I guess I'll start with the less-attractive picture. No, I am not wearing a shirt. Luckily for you, I have cropped the photo for safe viewing at work - and no, it's not my farmer's tan I'm proud of (though I kind of am...) Ladies: I am happily married, and my supply of dainty undergarments is more than adequate for my needs - please think before you throw and/or mail your unmentionables at/to me.

Actually, it's our new 2.5kW solar cell array - our house and the Waltworks shop are now 100% solar powered. Not a single nugget of coal or drop of oil or, um, glosh of water through a hydroelectic dam is required for me to run my milling machine, lathe, welding stuff, etc. Of course, I do still drive a car to transport your frame to the powdercoater, and DHL probably burns a few gallons of fuel along the way as well, but I'm still pretty pleased to be powered (at least in the shop) entirely by the sun. As well as good old human muscles (which in turn are powered by tamales and beer. Mostly beer.) I'm not sure that anyone will be rushing to buy a bike because it's built with solar power, but as a long-term investment, I like it.

Also, it tells you how much power you're generating in real time (as well as how much you've generated for the day). Thus far today I have stood outside staring at it for about a total of an hour. Sarah laughs at me every time I walk outside.

Second, though also close to my heart, is my new cyclocross bike. Yes, I'm aware that CX season is about 6 months away. I'm also aware that I'm about as good at cyclocross as I am at, say, tango dancing, or playing the cello, or making up dirty limericks. Which is to say very, very bad. In the one case that I did well in a cyclocross race, I was on my singlespeed town bike, and the mud proved to be so sticky that 90% of the field quit in disgust, leaving me to ride to a (last place) 8th place finish, from a starting field of something like 60 guys. Nice. So I didn't build this bike to race on. No sir. I built it to toodle around the roads (and dirt roads) of Boulder whenever the urge strikes me.

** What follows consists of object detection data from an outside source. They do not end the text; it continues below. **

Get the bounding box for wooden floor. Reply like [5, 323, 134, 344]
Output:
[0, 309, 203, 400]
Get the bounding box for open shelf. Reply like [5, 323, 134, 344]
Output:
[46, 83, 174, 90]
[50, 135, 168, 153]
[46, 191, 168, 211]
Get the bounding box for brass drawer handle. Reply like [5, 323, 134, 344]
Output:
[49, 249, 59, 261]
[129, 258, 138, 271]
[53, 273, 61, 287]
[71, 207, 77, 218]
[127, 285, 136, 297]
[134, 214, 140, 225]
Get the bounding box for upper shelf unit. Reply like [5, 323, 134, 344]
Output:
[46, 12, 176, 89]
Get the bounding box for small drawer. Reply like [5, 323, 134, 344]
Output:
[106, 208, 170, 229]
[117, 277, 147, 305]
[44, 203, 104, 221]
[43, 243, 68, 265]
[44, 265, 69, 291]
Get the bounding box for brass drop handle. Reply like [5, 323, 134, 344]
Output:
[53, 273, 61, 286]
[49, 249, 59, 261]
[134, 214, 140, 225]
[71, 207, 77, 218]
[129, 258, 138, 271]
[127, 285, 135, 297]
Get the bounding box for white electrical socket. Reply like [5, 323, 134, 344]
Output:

Now here are the geeky details:
-Custom steel frame/fork, of course. I did use a funky (now discontinued) super thin seat tube and reinforced it with a custom-made lug/sleeve. Came out pretty nice, I think. Frame/fork weigh something like 5 pounds total.
-Old road wheels of Sarah's. The hubs make horrible noises and the rims are full of dings and gouges, but I really can't justify buying new wheels for myself when we just bought the solar panels (ouch!) MC, I'm sure I'll be getting those wheels from you someday.
-SRAM Rival drivetrain and shifters, 105 compact crankset. FWIW, I've not had a bike with dropbars, or a bike with gears, in at least 5 years. So my ability to analyze how well any of this stuff works is pretty limited. Seems to shift nice, pedals nice, etc. The SRAM hoods seem kinda small and uncomfortable to me, but maybe I'll get used to them.
-Old bonty saddle and thomson post. Grabbed these from my travel bike. I'll have to get a post that's <410mm at some point, there's so much seatpost in the frame it's ridiculous.
-EC70 handlebar and WCS stem. I thought these were a good deal, and the bar seems pretty comfy. I like the flat part on top - that hadn't been invented whence I last threw a leg over a road bike.
-Paul touring cantilevers. These are the best canti brakes on earth. I can't believe I ever used those craptacular Avid shorties - the Paul brakes kick the living snot out of them, and best of all, I don't see any way they can fall apart like the Avids do every season or so. Then again, they cost 3x as much. Thanks to Nick for the snazzy cable hangers.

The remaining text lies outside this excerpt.